US 12,007,979 B2
Systems and methods for data consistency and alignment in data analytics platforms
Jozsef Szalay, Austin, TX (US); and Sergei Kozyrenko, Austin, TX (US)
Assigned to CS DISCO, INC., Austin, TX (US)
Filed by CS Disco, Inc., Austin, TX (US)
Filed on Jun. 15, 2022, as Appl. No. 17/841,508.
Prior Publication US 2023/0409557 A1, Dec. 21, 2023
Int. Cl.
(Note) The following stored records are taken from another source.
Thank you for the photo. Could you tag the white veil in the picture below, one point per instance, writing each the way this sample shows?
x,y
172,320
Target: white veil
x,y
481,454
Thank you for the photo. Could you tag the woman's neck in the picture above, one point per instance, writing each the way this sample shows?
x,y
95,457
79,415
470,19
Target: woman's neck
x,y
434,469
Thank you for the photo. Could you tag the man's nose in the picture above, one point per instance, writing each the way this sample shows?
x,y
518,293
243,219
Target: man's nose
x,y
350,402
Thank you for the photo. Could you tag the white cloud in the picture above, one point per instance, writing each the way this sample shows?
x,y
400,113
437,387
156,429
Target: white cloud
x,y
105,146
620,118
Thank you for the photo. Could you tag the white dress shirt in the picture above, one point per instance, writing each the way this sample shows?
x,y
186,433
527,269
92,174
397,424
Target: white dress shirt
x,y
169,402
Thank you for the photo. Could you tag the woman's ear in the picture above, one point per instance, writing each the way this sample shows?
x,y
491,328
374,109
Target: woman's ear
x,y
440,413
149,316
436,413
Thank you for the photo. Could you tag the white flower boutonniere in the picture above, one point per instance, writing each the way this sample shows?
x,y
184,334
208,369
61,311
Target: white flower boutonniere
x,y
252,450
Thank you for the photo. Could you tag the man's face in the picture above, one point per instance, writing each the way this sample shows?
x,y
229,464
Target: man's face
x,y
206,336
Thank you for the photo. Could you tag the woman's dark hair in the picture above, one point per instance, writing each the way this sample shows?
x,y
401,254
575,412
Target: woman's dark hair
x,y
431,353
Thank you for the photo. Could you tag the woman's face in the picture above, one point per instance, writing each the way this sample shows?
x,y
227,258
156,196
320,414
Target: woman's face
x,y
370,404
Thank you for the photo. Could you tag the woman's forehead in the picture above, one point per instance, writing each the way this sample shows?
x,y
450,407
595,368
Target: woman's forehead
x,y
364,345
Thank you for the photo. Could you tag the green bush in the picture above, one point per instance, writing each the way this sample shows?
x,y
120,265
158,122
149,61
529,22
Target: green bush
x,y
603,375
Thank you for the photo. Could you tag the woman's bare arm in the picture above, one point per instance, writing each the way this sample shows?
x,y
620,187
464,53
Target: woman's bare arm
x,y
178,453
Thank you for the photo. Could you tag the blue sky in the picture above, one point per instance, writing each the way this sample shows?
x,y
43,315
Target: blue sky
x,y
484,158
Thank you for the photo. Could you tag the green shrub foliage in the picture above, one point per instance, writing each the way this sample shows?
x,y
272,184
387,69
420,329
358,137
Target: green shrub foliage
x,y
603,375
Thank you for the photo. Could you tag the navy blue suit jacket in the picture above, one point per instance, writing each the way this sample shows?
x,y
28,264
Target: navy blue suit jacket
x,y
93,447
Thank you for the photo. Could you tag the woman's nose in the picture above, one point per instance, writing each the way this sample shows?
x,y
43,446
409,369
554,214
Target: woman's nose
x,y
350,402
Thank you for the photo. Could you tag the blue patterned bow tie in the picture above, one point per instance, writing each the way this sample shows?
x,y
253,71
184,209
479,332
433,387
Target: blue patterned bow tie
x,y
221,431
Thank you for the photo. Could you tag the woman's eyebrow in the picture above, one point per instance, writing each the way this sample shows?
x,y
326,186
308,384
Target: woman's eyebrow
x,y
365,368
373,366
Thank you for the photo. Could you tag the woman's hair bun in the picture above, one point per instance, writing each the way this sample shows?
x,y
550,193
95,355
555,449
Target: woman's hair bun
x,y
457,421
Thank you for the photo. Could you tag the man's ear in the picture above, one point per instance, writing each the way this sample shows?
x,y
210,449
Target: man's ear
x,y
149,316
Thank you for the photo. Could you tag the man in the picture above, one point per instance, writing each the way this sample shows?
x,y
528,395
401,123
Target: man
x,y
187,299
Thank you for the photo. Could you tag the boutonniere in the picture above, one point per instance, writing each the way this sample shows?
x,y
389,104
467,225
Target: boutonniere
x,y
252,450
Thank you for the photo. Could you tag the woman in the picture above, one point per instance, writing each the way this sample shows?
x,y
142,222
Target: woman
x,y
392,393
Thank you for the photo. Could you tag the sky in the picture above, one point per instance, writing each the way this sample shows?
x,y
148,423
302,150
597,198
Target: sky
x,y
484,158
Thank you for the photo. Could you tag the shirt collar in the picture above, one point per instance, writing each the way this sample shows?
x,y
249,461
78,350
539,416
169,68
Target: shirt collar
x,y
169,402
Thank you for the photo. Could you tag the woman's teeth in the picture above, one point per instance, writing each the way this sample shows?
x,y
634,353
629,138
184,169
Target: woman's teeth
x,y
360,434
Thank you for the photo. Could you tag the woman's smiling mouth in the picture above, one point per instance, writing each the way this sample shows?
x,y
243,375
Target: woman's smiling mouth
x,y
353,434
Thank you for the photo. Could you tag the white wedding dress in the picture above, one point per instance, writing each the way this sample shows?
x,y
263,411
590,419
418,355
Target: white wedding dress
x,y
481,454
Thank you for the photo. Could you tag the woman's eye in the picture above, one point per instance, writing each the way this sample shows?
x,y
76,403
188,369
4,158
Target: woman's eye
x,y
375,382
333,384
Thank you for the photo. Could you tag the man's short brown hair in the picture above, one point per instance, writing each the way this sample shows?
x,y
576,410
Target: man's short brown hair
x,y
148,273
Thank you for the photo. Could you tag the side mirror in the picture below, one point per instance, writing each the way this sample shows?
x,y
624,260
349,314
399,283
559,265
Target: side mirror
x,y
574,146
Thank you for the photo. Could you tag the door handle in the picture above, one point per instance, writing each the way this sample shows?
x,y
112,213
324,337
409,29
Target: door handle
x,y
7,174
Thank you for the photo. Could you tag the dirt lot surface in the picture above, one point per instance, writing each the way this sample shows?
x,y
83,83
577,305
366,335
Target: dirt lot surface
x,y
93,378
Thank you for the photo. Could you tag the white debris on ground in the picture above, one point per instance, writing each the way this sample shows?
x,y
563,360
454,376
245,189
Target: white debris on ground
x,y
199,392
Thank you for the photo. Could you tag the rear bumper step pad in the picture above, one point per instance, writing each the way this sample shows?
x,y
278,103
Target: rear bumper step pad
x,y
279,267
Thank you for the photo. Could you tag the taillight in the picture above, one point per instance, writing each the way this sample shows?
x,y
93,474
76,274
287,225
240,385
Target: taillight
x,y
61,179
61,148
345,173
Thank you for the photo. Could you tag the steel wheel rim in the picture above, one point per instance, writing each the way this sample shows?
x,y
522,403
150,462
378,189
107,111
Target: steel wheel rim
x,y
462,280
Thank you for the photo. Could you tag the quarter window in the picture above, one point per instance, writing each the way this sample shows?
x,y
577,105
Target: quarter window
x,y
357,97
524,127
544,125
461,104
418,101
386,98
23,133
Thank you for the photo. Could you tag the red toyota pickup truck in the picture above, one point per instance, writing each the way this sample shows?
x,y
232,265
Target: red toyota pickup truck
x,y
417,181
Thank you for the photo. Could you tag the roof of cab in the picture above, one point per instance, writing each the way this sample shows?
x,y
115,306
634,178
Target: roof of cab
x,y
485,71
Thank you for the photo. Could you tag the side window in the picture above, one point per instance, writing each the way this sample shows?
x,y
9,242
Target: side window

G06F 16/23 (2019.01)
CPC G06F 16/2365 (2019.01) 18 Claims
OG exemplary drawing
 
1. A data analytics system, comprising:
a processor;
a data store, comprising:
a plurality of dataset definitions, each dataset definition including a consistency time window and a data resolution, wherein the consistency time window defines a first time interval at which data for a corresponding dataset is received from a corresponding data source associated with the dataset and the data resolution defines a second time interval between one or more data records included in the data received from the data source at the first time interval, and wherein each of the data records includes a value;
a plurality of datasets, each dataset corresponding to one of the plurality of dataset definition; and
a non-transitory computer readable medium comprising instructions for:
for each dataset:
receiving data from the data source corresponding to the dataset at the first time interval, the data comprising one or more data records at the second time interval;
storing the one or more received data records in the received data in change sets of the dataset, the change sets associated with a beginning time and an end time;
receiving a query comprising a query time, the query associated with the plurality of datasets;
evaluating, by a query processor software module, all of the plurality of datasets to determine a reference time for the plurality of datasets based on the query time, the consistency time window of each dataset, and the data resolution of each dataset, wherein the reference time is a time that is closest in time to the query time of the query where the values for the plurality of datasets are time aligned;
determining, by a query processor software module, the value of each dataset at the reference time from the data record of that dataset associated with the reference time; and
returning the value of each dataset at the reference time and the reference time in response to the query.